Hewitt's a class act, and I find her playing highly enjoyable. I do prefer her to Schiff/Decca where he seems mannered and somewhat uninvolved. However, I prefer Schiff/ECM to Hewitt; on ECM the mannerisms are at a minimum and Schiff digs into the vibrancy of Bach's music.


----------



## SanAntone (May 10, 2020)

I prefer Schiff's ECM recordings, in general, they are among my favorite Bach recordings. I've not heard most of Hewitt's since they are on Hyperion and not available to stream. From what I've heard, her approach is more "Romantic" than Schiff's. But I enjoy Maria Tipo, and the same can be said about her performances. 

To answer the question of this thread: Schiff/ECM.


----------



## Kreisler jr (Apr 21, 2021)

I have heard very little of Hewitt and Schiff (Decca) but I'd say that Tipo is considerably more "romantic" than either. 

Of "modern" recordings (they are from the 80s/90s, I think) Tipo is probably the most "romantic", if one likes this approach as alternative, it is certainly worth trying.
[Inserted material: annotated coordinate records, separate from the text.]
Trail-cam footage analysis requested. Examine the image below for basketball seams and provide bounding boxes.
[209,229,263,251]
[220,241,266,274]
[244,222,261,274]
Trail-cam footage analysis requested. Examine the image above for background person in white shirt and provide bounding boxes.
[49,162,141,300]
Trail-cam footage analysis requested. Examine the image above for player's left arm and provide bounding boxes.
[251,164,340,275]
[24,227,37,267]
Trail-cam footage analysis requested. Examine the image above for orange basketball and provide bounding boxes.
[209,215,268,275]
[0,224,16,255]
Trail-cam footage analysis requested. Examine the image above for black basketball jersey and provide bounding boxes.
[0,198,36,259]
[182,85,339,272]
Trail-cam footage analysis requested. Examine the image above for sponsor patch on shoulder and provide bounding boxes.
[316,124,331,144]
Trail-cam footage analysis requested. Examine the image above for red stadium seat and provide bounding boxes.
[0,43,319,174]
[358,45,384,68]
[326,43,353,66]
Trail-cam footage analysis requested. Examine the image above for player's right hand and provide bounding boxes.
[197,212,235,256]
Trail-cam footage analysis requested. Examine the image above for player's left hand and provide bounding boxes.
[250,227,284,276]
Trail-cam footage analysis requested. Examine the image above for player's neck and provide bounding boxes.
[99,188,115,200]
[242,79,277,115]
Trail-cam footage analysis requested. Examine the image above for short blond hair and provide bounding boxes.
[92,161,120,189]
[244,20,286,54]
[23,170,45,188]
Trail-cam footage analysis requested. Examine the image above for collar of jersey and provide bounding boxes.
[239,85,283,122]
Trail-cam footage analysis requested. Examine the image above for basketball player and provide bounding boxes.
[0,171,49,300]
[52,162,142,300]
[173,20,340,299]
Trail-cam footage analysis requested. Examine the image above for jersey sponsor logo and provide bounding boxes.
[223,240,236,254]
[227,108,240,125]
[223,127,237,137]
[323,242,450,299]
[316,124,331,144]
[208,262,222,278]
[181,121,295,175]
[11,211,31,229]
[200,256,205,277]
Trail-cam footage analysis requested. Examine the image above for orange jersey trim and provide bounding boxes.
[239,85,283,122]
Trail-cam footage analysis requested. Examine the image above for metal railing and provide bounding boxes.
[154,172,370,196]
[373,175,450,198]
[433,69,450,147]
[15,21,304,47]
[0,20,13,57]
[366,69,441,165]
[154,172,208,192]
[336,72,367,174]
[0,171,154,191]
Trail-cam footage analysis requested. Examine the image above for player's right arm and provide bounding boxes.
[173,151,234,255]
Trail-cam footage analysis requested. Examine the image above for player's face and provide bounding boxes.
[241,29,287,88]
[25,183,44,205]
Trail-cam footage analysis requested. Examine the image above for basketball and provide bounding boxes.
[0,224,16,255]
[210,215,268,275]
If one can find the 5-CD-box on EMI Tipo (Partitas, Goldbergs, Italian concerto, shorter works and Busoni arrangements of organ works) is also quite cheap.


----------



## Bulldog (Nov 21, 2013)

Kreisler jr said:


> I have heard very little of Hewitt and Schiff (Decca) but I'd say that Tipo is considerably more "romantic" than either.


I agree. She brings Bach to the romantic heartland.


----------



## Barbebleu (May 17, 2015)

I have recordings of Bach by all three. All good and I’m happy to listen to all of them plus the myriad other pianists I have performing Bach. They each bring something different to the party.


----------



## Mandryka (Feb 22, 2013)

Bulldog said:


> heartland.


Is this an American word? I've never seen it before. What's a heartland?


----------



## Bulldog (Nov 21, 2013)

Mandryka said:


> Is this an American word? I've never seen it before. What's a heartland?


It's likely American - means "central area".


----------



## Mandryka (Feb 22, 2013)

Bulldog said:


> It's likely American - means "central area".


Ah yes, maybe I recognise it now (I mean, now that I'm a bit more so sobre after drinking half a bottle of wine with lunch.)

As far as Schiff and Hewitt are concerned, I have nothing interesting to say.


----------



## amfortas (Jun 15, 2011)

Bulldog said:


> It's likely American - means "central area".


Yes, in a John Cougar Mellencamp sort of way.


----------



## JohnP (May 27, 2014)

Bulldog said:


> Hewitt's a class act, and I find her playing highly enjoyable. I do prefer her to Schiff/Decca where he seems mannered and somewhat uninvolved. However, I prefer Schiff/ECM to Hewitt; on ECM the mannerisms are at a minimum and Schiff digs into the vibrancy of Bach's music.


I agree completely. For all his immersion in Bach and his reputation as a Bach player, I think Schiff is finnicky. I heard him in person, and his mannerisms made me very nervous--not the effect Bach's music should have. He's no better in Beethoven, either.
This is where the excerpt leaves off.